Here’s a Baked Coho Salmon with Tamari Peach Salsa Recipe from our friend and Food Network Star Top Finalist, Emma Frisch. For more recipes, visit her blog at emmafrisch.com. Emma lives in Ithaca, New York, where she is the Co-Founder and Culinary Director of Firelight Camps, an elevated camping experience.
Emma spent some time with us at the Sitka Seafood Festival and on fisherman Charlie Wilber‘s boat and learned about what is unique about what our hook and line fishermen do in getting salmon from the sea to our customer’s homes and she shares her stories along with the recipe in her post.
Prep Time: 5 minutes
Cook time: 12 minutes
Yield: 8-10 portions
- 1 Alaska Gold™ Coho Salmon Fillet
- 1 peach, diced into ¼ inch cubes (sub with 10 oz. peach jam)

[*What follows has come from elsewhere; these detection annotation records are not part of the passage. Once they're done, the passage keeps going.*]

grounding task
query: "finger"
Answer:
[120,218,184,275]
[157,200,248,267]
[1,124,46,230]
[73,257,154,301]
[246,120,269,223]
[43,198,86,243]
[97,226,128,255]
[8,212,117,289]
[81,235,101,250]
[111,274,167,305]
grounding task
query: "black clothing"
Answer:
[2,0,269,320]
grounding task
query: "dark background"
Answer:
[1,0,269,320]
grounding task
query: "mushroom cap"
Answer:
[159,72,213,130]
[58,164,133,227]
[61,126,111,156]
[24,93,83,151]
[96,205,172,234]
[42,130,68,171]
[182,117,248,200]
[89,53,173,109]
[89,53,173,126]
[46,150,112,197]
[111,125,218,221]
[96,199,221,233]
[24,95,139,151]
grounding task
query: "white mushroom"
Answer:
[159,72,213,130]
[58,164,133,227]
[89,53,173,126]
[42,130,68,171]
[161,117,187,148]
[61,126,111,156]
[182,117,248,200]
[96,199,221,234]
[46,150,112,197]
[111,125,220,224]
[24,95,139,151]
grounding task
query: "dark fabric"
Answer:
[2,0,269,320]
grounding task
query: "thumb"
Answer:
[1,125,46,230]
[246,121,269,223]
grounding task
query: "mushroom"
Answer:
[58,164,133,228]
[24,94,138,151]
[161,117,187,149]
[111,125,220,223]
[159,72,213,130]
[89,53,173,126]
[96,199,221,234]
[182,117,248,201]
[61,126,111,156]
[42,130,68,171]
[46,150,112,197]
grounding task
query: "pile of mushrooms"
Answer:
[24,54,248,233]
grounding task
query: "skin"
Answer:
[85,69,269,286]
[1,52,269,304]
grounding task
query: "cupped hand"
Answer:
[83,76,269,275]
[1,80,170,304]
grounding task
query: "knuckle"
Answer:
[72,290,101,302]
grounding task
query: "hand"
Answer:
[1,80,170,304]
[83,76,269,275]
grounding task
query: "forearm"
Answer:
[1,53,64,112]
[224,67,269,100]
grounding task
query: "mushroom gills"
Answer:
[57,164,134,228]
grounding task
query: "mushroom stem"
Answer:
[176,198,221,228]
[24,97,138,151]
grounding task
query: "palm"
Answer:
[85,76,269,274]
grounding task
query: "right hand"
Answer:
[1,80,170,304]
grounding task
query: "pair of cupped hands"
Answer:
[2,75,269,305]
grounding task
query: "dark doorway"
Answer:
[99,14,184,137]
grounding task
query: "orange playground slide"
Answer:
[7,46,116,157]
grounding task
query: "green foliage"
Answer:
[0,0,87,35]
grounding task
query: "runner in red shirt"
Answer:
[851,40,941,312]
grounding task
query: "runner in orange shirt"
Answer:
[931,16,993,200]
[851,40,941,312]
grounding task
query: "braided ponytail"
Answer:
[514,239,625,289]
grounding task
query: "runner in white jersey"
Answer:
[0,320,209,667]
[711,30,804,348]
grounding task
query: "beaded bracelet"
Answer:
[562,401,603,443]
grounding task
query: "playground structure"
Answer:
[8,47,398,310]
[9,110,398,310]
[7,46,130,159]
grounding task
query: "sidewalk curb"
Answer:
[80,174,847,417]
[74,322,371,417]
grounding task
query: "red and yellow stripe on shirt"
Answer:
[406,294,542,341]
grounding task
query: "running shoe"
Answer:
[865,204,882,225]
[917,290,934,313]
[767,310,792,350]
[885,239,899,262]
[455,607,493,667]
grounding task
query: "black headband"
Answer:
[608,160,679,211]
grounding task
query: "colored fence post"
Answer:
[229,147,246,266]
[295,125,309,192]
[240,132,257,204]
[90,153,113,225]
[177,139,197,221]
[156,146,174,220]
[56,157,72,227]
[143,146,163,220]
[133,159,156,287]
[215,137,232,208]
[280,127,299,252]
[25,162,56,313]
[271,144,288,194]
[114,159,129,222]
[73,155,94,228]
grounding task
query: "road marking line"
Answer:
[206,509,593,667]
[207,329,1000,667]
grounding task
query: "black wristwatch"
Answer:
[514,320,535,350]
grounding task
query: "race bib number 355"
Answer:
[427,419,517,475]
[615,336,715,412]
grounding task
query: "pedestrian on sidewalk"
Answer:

- 2 tbsp. tamari sauce (sub with soy sauce)
- 2 tsp. brown rice vinegar (sub with lemon juice)
- 1 tsp. pickled ginger, minced (or sub with fresh ginger)
- 1 clove garlic, minced
- ½ tsp. jalapeño, minced (optional)
- ¼ tsp. sea salt
- black pepper – to taste
Remove the Coho Salmon Fillet from the freezer in advance, with enough time to defrost in the refrigerator for 24-36 hours. Remove and let it sit at room temperature for an hour. Wipe dry with a paper towel.
Preheat the oven to 350 degrees Fahrenheit. Line a baking sheet with foil and place the coho salmon fillet on top.
In a medium bowl, whisk together the diced peach, tamari sauce, brown rice vinegar, pickled ginger, garlic, jalapeño, sea salt and freshly ground black pepper. Pour the tamari peach salsa over the fillet.
Bake the fillet for 10-12 minutes, until the flesh begins to flake and the thickest part of the salmon is pink inside. Remove the fillet from the oven and let it rest for a few minutes before serving.